And can we have a real frequency-dependent component or constant imaginary component to an impedance?
My thoughts on the first question are that, an imaginary component to the impedance does not dissipate power but it stores it. The imaginary component also introduces a phase shift between the incoming and outcoming voltages. These two facts mean that the power is being stored in some other way, and is then being released again to provide a voltage after some definite time interval. This power is usually stored in a magnetic or electric field (inductor or capacitor respectively)- can we store it in other ways? Perhaps a mechanical flywheel etc- and these systems have a natural resonant frequency which they will oscillate at. By supplying power to these systems, we are in effect driving them, and the power that they will take will be dependent on the driving frequency compared with their own natural resonant frequency. Although I cannot motivate whether all such systems that store power have to have some kind of resonant frequency.
I would guess that this might be the case, because storing energy means having a potential. And, assuming that the undisturbed system was originally in equilibrium, the storing of energy as the system is purturbed away from this point will be in a quadratic potential for small purturbations (ubiquity of the quantum harmonic oscillator).
With regards to having a real, frequency-dependent impedance, I suppose this is possible if a device is, for instance, converting the voltage to motion of some device, and the energy dissipated in this motion is somehow made to be frequency dependent.
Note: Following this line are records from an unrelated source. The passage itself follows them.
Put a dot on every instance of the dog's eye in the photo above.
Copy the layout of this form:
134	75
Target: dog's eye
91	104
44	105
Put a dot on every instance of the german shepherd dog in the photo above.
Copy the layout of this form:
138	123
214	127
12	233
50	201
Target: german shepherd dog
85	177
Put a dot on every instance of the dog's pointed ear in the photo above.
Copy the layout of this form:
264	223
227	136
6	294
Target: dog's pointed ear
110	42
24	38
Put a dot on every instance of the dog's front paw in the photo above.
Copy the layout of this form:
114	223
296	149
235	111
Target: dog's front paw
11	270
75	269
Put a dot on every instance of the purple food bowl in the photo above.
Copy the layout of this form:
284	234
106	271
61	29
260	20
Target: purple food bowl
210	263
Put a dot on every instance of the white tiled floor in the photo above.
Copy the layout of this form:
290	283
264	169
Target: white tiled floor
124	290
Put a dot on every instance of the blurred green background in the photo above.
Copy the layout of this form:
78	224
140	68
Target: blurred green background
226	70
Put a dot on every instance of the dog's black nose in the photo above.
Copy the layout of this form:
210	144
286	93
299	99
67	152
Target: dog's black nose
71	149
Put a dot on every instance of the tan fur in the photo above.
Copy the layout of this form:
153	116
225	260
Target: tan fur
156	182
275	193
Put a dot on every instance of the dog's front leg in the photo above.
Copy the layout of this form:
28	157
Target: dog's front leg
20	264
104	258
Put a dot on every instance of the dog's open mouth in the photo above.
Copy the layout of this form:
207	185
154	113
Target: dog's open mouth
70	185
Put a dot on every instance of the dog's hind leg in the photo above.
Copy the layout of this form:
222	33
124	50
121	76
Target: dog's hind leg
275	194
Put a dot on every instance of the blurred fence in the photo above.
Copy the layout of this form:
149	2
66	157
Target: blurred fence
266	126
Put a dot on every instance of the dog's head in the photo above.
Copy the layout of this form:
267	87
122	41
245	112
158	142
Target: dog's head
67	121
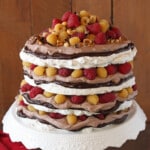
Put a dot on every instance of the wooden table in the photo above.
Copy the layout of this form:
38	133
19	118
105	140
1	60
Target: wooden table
141	143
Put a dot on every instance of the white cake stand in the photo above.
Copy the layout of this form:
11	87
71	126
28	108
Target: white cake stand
34	135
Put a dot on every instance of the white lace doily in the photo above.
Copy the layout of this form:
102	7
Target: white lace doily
32	135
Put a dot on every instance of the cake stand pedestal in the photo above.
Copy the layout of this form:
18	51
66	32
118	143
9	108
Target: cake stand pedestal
34	134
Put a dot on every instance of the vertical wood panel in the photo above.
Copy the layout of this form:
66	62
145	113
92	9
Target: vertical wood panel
44	11
14	29
100	8
133	19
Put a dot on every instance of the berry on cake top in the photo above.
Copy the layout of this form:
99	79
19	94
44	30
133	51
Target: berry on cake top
79	30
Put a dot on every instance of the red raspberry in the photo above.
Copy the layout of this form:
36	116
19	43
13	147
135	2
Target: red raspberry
107	97
56	115
21	103
32	66
64	72
73	21
124	68
100	116
134	87
111	69
90	73
35	91
26	87
100	38
77	99
55	21
82	117
94	28
66	16
80	35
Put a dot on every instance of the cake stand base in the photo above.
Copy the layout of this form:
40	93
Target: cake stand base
36	135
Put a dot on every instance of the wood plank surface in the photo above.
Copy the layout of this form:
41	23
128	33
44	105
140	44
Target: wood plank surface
133	19
44	11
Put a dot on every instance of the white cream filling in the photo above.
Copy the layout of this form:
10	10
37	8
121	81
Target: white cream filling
81	62
124	105
58	89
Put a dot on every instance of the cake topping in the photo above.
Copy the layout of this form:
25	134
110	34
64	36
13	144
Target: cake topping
79	30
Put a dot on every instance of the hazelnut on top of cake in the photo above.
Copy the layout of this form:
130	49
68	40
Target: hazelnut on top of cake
79	30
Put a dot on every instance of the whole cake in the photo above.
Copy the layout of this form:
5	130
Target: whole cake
78	76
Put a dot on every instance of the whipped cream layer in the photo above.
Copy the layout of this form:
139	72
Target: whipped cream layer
50	103
81	62
55	88
62	123
124	105
46	136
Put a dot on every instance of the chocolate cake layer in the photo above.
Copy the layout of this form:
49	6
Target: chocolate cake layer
80	85
48	105
91	54
100	107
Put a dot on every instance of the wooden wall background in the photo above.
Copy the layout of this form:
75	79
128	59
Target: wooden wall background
19	19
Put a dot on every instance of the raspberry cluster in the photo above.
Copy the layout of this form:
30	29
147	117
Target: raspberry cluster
80	29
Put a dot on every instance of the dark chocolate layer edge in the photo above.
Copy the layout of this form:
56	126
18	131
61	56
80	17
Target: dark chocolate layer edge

In principle I think there should be nothing stopping us having a non-frequency dependent imaginary part to an impedance, but whether this is practically realisable depends on whether we can get a system that stores energy in a non-frequency dependent way. If this energy is being stored in some potential, this would require a constant potential on driving. My intuition says that this would only be possible if we were storing energy in more than one contrasting potetnial, so that the overall potential was approximaely constant. But this would, of course, only work in a limited range.
I can't help but feel that this touches on a more general topic of the meaning of complex numbers in representing physical quantities, which I would be iterested to know more about.